Let A represent the moles of NH₃ added. The reaction can be written as:

Ag+ + 2 NH3 ⇌ (Ag(NH3)2)+

From the stoichiometry, for every mole of Ag⁺, 2 moles of NH₃ are required.

Step 3: Determine the Change in Concentration

After the reaction reaches equilibrium, the concentration of Ag⁺ will be:

[Ag+] = 1.6 - A / 2

Where A is the number of moles of NH₃ added, and A / 2 is the amount of Ag⁺ that reacts with the NH₃.

Step 4: Set Up the Equilibrium Expression

The equilibrium expression for the formation constant K_f is:

Kf = ([Ag(NH3)2]+) / ([Ag+][NH3]^2)

At equilibrium, the concentration of Ag(NH₃)₂+ can be approximated as A / 2 (since 2 moles of NH₃ react with 1 mole of Ag⁺).
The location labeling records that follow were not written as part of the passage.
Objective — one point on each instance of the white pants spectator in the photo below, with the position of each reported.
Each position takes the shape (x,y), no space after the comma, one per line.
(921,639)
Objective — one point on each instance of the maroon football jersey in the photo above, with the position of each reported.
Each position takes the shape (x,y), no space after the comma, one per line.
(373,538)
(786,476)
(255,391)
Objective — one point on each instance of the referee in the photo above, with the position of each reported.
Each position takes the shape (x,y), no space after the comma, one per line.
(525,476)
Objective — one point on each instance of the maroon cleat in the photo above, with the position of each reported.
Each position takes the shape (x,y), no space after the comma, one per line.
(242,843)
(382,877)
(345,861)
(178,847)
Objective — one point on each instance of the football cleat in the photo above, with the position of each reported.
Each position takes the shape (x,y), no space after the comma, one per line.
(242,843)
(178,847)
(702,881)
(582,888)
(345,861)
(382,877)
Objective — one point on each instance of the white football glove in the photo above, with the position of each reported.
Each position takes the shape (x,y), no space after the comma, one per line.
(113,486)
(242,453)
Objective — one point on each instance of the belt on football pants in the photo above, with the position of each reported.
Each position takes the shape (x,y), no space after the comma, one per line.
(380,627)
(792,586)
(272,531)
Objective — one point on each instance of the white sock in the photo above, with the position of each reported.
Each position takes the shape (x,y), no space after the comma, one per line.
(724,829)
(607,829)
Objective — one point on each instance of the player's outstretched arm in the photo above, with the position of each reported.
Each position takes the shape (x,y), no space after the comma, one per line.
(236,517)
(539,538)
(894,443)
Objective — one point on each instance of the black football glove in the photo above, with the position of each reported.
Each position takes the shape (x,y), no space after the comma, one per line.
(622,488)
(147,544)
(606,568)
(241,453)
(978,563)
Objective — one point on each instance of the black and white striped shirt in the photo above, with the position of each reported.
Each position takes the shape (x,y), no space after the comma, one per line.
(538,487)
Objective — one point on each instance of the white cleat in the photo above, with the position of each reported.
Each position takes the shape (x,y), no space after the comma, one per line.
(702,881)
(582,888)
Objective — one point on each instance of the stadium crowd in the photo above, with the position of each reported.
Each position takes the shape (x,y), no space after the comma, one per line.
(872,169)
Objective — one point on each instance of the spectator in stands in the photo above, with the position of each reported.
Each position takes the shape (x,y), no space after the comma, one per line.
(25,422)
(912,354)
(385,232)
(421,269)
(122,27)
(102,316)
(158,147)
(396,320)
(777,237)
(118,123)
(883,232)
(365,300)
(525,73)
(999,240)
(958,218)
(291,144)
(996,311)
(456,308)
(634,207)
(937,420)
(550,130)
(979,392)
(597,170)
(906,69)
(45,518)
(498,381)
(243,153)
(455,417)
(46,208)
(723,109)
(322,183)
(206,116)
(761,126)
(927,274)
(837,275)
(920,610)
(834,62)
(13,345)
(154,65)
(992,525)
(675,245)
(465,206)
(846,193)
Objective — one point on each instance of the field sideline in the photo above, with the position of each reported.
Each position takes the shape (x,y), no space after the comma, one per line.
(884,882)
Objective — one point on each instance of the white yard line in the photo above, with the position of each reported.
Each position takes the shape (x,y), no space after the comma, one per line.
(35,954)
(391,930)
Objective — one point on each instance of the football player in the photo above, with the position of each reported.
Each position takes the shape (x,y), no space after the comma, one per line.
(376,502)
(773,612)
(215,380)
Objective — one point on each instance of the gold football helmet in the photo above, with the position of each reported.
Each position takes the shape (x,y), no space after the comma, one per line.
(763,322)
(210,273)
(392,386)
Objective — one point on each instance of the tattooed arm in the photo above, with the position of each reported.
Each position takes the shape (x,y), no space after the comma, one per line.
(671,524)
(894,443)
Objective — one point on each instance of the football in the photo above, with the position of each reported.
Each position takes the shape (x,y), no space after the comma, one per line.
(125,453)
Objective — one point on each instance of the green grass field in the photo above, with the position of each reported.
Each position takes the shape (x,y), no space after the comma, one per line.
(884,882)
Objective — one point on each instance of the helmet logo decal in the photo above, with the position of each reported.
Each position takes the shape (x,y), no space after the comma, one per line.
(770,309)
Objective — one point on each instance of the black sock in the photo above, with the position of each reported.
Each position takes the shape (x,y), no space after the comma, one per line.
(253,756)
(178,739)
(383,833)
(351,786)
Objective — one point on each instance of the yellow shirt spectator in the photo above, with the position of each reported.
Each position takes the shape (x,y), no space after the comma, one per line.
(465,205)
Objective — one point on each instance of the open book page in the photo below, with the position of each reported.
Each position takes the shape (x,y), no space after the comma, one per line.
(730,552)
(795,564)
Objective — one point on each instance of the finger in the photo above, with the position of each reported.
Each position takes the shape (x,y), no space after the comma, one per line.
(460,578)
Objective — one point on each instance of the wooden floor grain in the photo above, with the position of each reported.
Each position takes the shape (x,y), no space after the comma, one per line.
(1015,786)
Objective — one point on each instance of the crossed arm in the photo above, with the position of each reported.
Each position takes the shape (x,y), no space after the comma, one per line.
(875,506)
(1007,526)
Step 5: Substitute Known Values into the Equilibrium Expression

We know that at equilibrium:

[Ag+] = 5.0 × 10-8 M

Substituting into the equilibrium expression:

1.0 × 108 = (A / 2) × (5.0 × 10-8) × (A / 2)2

Step 6: Simplify the Equation

Rearranging the equation gives:

1.0 × 108 = (A / 2) × (5.0 × 10-8) × A2 / 4

Continue simplifying:

1.0 × 108 = (2A) / (5.0 × 10-8) × A2

Multiplying both sides:

5A2 = 2A

Step 7: Solve the Equation

We factor the equation:

A(5A - 2) = 0

Thus, A can be either 0 or 0.4 moles.

Step 8: Final Answer

The number of moles of NH₃ that must be added is 0.4 moles (rounded to the nearest integer).